Comparing the run-time performance of Fil-C and ASAN

After the publication of the experiments with Boost.Unordered on Fil-C, some readers asked for a comparison of run-time performances between Fil-C and Clang's AddressSanitizer (ASAN).

Warning

Please do not construe this article as implying that Fil-C and ASAN are competing technologies within the same application space. Whereas ASAN is designed to detect bugs resulting in memory access violations, Fil-C sports a stricter notion of memory safety including UB situations where a pointer is directed to a valid memory region that is nonetheless out of bounds with respect to the pointer's provenance. That said, there's some overlapping between both tools, so it's only natural to question about their relative impact on execution times.

Results

Our previous benchmarking repo has been updated to include results for plain Clang 18, Clang 18 with ASAN enabled, and Fil-C v0.674, all with release mode settings. The following figures show execution times in ns per element for Clang/ASAN (solid lines) and Fil-C (dashed lines) for three Boost.Unordered containers (boost::unordered_map,  boost::unordered_flat_map and boost::unordered_node_map) and four scenarios.

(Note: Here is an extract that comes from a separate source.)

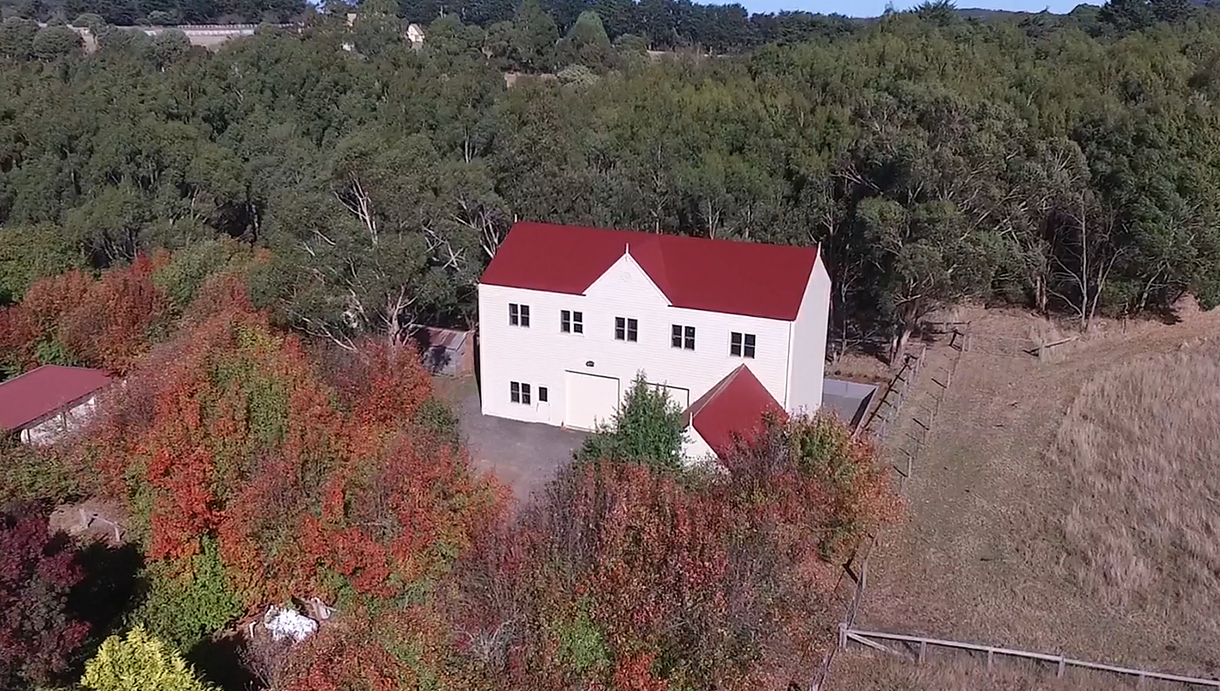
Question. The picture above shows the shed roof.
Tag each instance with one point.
(724, 276)
(732, 408)
(40, 392)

Running insertion	Running erasure

Successful lookup	Unsuccessful lookup

In summary:

• Insertion:
  Fil-C is between 1.8x slower and 4.1x faster than ASAN (avg. 1.3x faster).
• Erasure:
  Fil-C is between 1.3x slower and 9.2x faster than ASAN (avg. 1.9x faster).
• Successful lookup:
  Fil-C is between 2.5x slower and 1.9x faster than ASAN (avg. 1.6x slower).
• Unsuccessful lookup:
  Fil-C is between 2.6x slower  and 1.4x faster than ASAN (avg. 1.9x slower).

So, results don't allow us to establish a clear-cut "winner". When allocation/deallocation is involved, Fil-C seems to perform better (except for insertion when the memory working set gets past a certain threshold). For lookup, Fil-C is generally worse, and, again, the gap increases as more memory is used. A deeper analysis would require knowledge of the internals of both tools that I, unfortunately, lack.

(Update Nov 16, 2025) Memory usage

By request, we've measured peak memory usage in GB (as reported by time -v) for the three environments and three scenarios (insertion, erasure, combined successful and unsuccessful lookup) involving five different containers from Boost.Unordered and Abseil, each holding 10M elements. The combination of containers doesn't allow us to discern how closed vs. open addressing affect memory usage overheads in ASAN and Fil-C.

ASAN uses between 2.1x and 2.6x more memory than regular Clang, whereas Fil-C ranges between 1.8x and 3.9x. Results are again a mixed bag. Fil-C performs worst for the erasure scenario, perhaps because of delays in memory reclamation by this technology's embedded garbage collector.